Voices
We held firm, now they are home
For the first time since 2014, there are no Israeli hostages in Gaza. This is a momentous inflection point, marked by emotions as complex as they are profound. While the instinct might be to celebrate, we carry with us the sobering reality that so many of those returned came home as mortal remains, their lives brutally cut short, their families forever incomplete. Yet there is undeniably relief and definitely a measure of joy at the conclusion of Israel’s longest war and the final release from the torment of knowing that families were counting each excruciating second as their loved ones endured the most horrendous conditions of captivity. As is our way, always carrying a touch of salt with our joy!
This week, as we take off our yellow ribbons and our dog tags, the paraphernalia of a community in pain, we shed the weight of 843 days of collective anguish. As one commentator put it, from now, empty chairs will revert to waiting for late guests, missing signs will be for cats and dogs. The monsters will return to children’s closets, where they belong. Parents will know where their children are. Yellow will go back to being yellow again … the colour of the hopeful rising sun.
The date 7 October represents the greatest tragedy to befall Jewish life since the Holocaust, a shocking reminder of the callous brutality of our enemies. Then came 8 October, the immediate surge in antisemitism and hatred that followed the horrors of that black Sabbath. It shocked world Jewry and continues to alter fundamentally how we operate; how we see ourselves; how we navigate public space. My hope is that with the recovery of the remains of Ran Gvili, we may now enter a period we might call 9 October, one marked by the possibility of healing.

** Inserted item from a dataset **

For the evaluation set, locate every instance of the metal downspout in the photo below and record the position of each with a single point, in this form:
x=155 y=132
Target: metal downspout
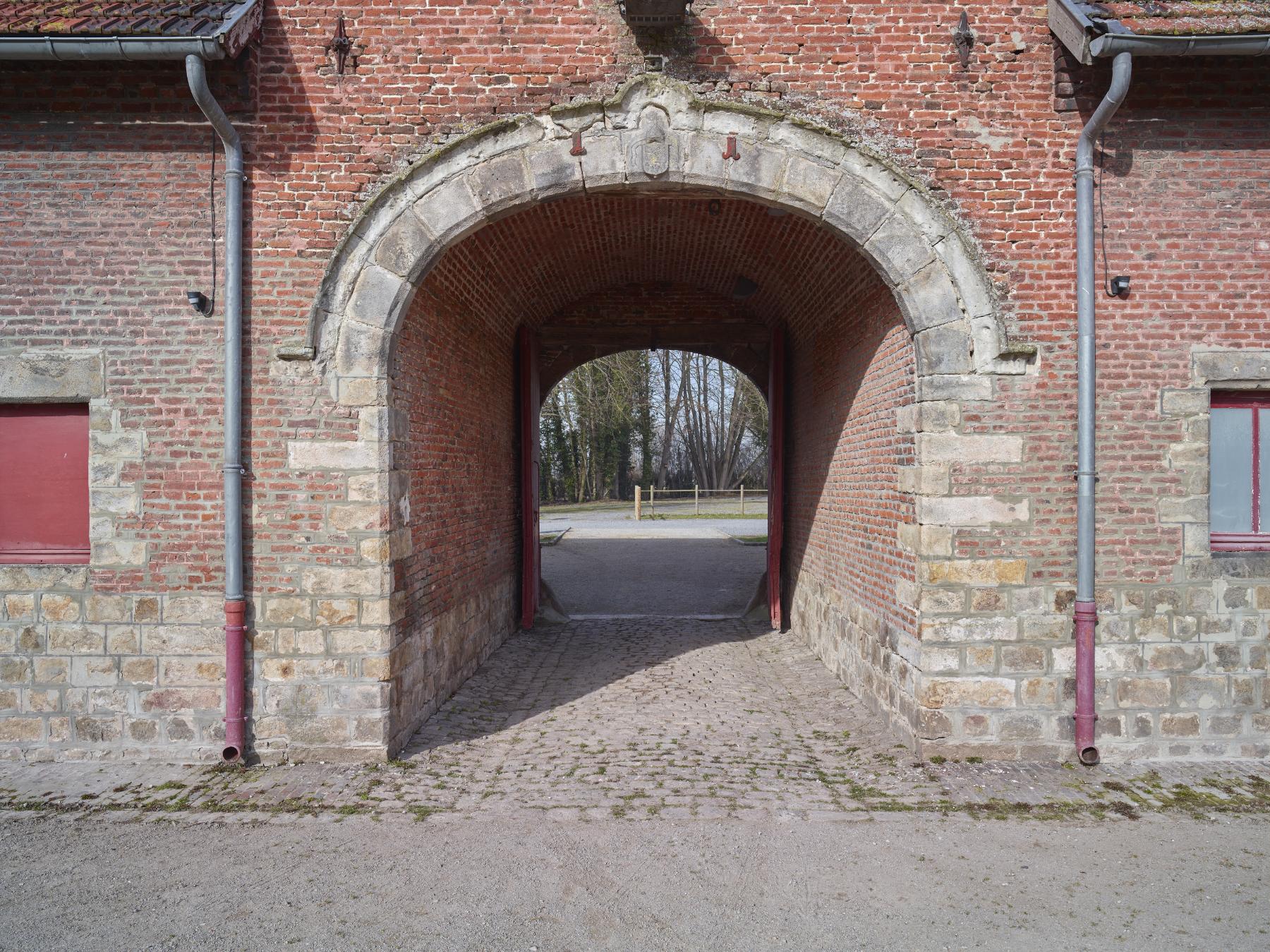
x=1086 y=474
x=235 y=598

I am so proud of our people, who, in spite of overwhelming hatred, aggression, and bigotry, held firm. We wore our ribbons, T-shirts, and dog tags. We ran every week in solidarity. We reserved places at parking lots and Shabbat tables. We included their names in our liturgy. For two years, we advocated – on Nelson Mandela Bridge; on the promenade in Cape Town; on Durban Beach; at Great Park Synagogue; with teddy bears outside the South African Broadcasting Corporation; and at the Constitutional Court. We refused for a single moment to allow the world to forget that these hostages remained in captivity. It is this sustained effort in unity, across the globe, that ensured that the pressure remained on those who could make a difference, and who, I believe, are ultimately responsible for the return of these bodies. We brought them home. Now we pray that the return of the hostages will lead to sustainable peace.